Abstract

Sural nerve specimens from ten patients with amyloidosis (hereditary, associated with lymphoproliferative disorders, or of unknown origin) and peripheral neuropathy were investigated by immunohistochemistry at the light and electron microscopic level. Peroxidase-antiperoxidase and immunogold techniques were applied to glutaraldehyde-fixed, osmicated and epoxy-embedded tissue. In five cases, four of which associated with lymphoproliferative disorders, amyloid deposits strongly and exclusively reacted with antibodies to kappa or lambda light chains, respectively.

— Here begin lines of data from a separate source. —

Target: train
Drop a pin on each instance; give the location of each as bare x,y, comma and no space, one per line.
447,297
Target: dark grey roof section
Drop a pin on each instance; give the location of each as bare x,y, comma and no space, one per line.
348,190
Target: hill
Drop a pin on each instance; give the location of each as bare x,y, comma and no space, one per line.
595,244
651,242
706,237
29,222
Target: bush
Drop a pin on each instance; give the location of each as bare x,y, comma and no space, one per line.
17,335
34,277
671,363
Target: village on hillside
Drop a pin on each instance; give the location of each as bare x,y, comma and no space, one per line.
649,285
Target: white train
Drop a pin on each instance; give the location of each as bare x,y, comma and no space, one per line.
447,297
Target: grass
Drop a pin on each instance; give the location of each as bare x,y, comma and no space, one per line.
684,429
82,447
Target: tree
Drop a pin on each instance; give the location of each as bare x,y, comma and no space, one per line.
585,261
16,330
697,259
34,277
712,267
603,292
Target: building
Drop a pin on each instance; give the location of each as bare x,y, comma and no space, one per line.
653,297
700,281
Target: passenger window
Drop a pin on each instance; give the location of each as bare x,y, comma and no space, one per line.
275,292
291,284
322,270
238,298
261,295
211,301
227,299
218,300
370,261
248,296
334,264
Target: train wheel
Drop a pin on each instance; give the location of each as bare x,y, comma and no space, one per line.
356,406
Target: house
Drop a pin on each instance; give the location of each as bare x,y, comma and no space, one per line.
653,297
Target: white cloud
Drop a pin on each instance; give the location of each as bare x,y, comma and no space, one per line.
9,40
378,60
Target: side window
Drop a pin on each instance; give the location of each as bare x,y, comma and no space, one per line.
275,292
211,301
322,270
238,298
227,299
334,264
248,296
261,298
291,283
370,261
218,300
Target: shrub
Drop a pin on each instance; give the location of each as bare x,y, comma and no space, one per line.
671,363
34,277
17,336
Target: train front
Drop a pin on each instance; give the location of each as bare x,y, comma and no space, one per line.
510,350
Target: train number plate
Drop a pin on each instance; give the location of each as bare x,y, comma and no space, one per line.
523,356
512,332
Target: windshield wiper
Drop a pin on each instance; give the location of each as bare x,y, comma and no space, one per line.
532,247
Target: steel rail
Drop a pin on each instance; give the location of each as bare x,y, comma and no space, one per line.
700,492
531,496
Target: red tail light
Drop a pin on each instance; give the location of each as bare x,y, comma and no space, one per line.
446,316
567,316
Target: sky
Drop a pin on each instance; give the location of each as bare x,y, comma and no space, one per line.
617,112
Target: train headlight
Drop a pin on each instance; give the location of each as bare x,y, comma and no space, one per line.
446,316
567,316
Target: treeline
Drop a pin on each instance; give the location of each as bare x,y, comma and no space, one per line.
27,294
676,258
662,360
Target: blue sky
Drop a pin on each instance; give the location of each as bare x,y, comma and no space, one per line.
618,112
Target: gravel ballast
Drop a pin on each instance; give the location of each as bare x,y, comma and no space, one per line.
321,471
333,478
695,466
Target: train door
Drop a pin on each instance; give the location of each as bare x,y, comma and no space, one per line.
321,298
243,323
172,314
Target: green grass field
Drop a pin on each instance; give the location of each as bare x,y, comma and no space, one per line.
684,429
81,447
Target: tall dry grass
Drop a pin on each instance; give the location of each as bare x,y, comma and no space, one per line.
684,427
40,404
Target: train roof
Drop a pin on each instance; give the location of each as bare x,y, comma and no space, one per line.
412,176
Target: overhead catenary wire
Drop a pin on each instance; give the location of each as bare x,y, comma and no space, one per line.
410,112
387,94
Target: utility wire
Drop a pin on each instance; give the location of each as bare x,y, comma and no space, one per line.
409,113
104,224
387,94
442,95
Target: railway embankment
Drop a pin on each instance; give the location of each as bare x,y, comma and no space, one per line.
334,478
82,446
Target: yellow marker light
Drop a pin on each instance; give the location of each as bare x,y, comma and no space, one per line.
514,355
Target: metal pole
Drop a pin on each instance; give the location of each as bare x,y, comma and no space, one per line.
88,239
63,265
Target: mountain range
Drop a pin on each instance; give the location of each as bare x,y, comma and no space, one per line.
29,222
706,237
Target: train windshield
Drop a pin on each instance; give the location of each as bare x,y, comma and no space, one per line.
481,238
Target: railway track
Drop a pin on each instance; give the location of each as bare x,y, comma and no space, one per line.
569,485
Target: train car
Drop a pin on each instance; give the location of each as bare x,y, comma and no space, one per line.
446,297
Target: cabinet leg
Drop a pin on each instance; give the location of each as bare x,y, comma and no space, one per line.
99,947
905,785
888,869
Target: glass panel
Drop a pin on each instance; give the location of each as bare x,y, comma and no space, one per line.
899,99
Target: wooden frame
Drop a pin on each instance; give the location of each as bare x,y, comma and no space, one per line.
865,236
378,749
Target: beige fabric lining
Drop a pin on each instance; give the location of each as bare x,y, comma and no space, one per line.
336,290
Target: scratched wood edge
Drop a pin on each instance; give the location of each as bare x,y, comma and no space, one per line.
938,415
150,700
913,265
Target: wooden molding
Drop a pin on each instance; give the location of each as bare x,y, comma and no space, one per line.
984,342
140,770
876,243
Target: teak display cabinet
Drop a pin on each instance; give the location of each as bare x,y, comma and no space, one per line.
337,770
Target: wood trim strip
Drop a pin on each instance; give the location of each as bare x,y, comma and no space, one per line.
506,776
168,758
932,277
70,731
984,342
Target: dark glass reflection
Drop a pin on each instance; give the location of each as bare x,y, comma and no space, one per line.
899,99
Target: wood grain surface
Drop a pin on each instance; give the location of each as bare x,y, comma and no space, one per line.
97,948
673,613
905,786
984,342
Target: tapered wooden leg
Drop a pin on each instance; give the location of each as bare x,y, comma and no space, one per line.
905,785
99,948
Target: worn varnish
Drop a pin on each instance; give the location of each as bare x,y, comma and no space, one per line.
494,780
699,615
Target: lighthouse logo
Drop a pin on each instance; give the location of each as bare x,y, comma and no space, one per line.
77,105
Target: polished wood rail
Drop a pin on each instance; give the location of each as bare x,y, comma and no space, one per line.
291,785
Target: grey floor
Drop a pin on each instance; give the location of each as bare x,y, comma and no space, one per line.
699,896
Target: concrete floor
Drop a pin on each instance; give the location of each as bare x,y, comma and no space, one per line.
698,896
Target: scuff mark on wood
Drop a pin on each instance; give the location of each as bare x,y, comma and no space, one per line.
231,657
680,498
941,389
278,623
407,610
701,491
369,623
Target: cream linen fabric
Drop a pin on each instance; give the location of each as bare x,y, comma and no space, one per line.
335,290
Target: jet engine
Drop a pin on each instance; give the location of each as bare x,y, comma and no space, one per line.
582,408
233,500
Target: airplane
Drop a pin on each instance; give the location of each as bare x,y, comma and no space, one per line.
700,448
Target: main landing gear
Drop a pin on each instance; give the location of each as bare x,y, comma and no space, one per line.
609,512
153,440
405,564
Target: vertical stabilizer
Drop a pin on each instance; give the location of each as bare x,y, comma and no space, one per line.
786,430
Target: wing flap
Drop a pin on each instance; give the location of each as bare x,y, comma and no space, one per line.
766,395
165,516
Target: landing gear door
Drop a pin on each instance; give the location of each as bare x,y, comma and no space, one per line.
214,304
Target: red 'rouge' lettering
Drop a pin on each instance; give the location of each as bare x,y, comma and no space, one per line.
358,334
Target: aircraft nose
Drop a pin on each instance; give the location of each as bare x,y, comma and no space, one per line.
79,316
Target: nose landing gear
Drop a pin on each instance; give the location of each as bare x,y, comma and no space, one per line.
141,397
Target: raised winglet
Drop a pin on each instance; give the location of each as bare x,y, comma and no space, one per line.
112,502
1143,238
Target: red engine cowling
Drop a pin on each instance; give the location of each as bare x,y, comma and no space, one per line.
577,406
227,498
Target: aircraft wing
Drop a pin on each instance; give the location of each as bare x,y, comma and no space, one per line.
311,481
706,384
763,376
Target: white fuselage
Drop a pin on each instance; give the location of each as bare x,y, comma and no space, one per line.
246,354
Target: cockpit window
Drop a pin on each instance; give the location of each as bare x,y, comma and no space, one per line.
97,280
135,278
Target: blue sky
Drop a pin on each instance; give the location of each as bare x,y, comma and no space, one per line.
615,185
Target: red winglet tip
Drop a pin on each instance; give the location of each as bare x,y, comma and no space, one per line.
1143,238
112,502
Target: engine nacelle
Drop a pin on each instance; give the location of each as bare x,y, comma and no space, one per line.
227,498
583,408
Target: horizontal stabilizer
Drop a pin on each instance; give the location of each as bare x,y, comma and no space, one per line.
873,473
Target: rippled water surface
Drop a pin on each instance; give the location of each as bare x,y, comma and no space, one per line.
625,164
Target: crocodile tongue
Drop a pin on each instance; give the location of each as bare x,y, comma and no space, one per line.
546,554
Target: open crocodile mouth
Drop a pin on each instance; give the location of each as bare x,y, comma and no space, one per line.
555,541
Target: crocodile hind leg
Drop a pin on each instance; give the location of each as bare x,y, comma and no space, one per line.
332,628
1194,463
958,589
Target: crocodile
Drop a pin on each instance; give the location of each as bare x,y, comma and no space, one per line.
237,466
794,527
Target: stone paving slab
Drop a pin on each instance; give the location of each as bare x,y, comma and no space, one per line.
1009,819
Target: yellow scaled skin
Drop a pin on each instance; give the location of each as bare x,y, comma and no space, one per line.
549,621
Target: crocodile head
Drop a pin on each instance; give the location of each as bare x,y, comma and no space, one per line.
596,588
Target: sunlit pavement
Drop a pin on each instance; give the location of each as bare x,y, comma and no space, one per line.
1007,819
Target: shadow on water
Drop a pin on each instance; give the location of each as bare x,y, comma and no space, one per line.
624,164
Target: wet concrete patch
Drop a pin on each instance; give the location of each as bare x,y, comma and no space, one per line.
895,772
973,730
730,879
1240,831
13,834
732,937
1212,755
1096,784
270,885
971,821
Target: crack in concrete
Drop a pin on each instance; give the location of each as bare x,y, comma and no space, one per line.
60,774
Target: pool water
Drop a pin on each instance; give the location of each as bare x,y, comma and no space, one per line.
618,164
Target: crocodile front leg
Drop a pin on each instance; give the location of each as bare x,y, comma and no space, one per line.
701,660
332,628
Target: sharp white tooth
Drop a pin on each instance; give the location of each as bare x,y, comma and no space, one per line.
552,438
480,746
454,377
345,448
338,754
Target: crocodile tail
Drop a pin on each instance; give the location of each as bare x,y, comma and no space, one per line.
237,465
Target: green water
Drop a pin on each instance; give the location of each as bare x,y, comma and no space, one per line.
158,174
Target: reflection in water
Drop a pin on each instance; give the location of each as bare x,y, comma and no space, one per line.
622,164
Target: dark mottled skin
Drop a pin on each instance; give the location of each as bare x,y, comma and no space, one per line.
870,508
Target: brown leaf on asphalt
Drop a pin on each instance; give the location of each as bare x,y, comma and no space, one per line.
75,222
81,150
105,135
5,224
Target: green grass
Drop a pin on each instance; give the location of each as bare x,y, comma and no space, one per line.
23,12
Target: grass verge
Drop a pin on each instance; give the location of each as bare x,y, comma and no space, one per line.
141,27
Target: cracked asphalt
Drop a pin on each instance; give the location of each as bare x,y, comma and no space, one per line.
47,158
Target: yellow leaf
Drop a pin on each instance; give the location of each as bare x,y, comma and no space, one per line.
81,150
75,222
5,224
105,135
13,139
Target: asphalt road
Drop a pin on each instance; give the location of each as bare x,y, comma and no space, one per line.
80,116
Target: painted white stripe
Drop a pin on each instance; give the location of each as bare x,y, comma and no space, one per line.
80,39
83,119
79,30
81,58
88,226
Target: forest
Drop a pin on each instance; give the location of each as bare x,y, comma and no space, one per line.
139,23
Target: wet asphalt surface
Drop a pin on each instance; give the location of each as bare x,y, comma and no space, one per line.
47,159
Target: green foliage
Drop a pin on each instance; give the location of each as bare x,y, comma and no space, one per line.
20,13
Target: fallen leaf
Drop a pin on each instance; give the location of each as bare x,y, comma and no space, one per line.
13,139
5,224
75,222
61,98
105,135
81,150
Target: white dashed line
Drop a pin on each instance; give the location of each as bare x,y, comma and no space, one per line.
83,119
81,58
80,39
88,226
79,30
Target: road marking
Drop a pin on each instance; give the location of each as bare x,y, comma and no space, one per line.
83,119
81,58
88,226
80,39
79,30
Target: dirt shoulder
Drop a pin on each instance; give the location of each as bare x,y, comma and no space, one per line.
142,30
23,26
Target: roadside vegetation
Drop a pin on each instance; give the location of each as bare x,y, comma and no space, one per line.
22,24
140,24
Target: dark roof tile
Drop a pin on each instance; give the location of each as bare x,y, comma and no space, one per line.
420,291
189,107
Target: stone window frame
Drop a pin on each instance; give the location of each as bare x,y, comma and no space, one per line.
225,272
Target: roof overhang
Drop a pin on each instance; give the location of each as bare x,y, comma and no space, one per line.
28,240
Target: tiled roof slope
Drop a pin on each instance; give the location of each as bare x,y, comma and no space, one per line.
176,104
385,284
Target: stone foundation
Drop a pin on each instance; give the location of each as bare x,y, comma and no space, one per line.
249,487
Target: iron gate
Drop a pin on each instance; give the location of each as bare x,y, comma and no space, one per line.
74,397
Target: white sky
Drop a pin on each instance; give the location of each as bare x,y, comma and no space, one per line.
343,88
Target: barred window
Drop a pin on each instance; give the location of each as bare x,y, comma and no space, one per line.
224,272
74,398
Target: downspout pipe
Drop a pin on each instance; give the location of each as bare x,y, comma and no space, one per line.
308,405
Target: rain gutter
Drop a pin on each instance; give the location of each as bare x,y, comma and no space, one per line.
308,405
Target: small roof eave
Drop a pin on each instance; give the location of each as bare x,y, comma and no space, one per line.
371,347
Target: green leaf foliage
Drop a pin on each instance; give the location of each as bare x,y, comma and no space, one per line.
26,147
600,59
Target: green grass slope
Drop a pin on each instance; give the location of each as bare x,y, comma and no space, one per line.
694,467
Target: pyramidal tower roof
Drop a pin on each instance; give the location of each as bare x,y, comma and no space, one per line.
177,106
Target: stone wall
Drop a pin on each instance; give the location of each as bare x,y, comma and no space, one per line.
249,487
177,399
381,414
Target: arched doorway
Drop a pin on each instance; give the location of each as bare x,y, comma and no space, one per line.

By electron microscopy, bundles of immunogold-labelled amyloid fibrils could be identified in coated and uncoated single membrane-bound vesicles of endoneurial macrophages. Schwann cells did not contain intracellular amyloid but their processes were entangled in amyloid fibrils and their basement membranes were sometimes fused with the fibrillar masses. It is concluded that immunoglobulin light chains in AL (amyloid of immunoglobulin light chain origin) amyloidosis precipitate, forming amyloid fibrils, in the presence of, and presumably with the assistance of, endoneurial cells. Inefficiency of phagocytosis appears to be one of the major causes for the deleterious effects of amyloid.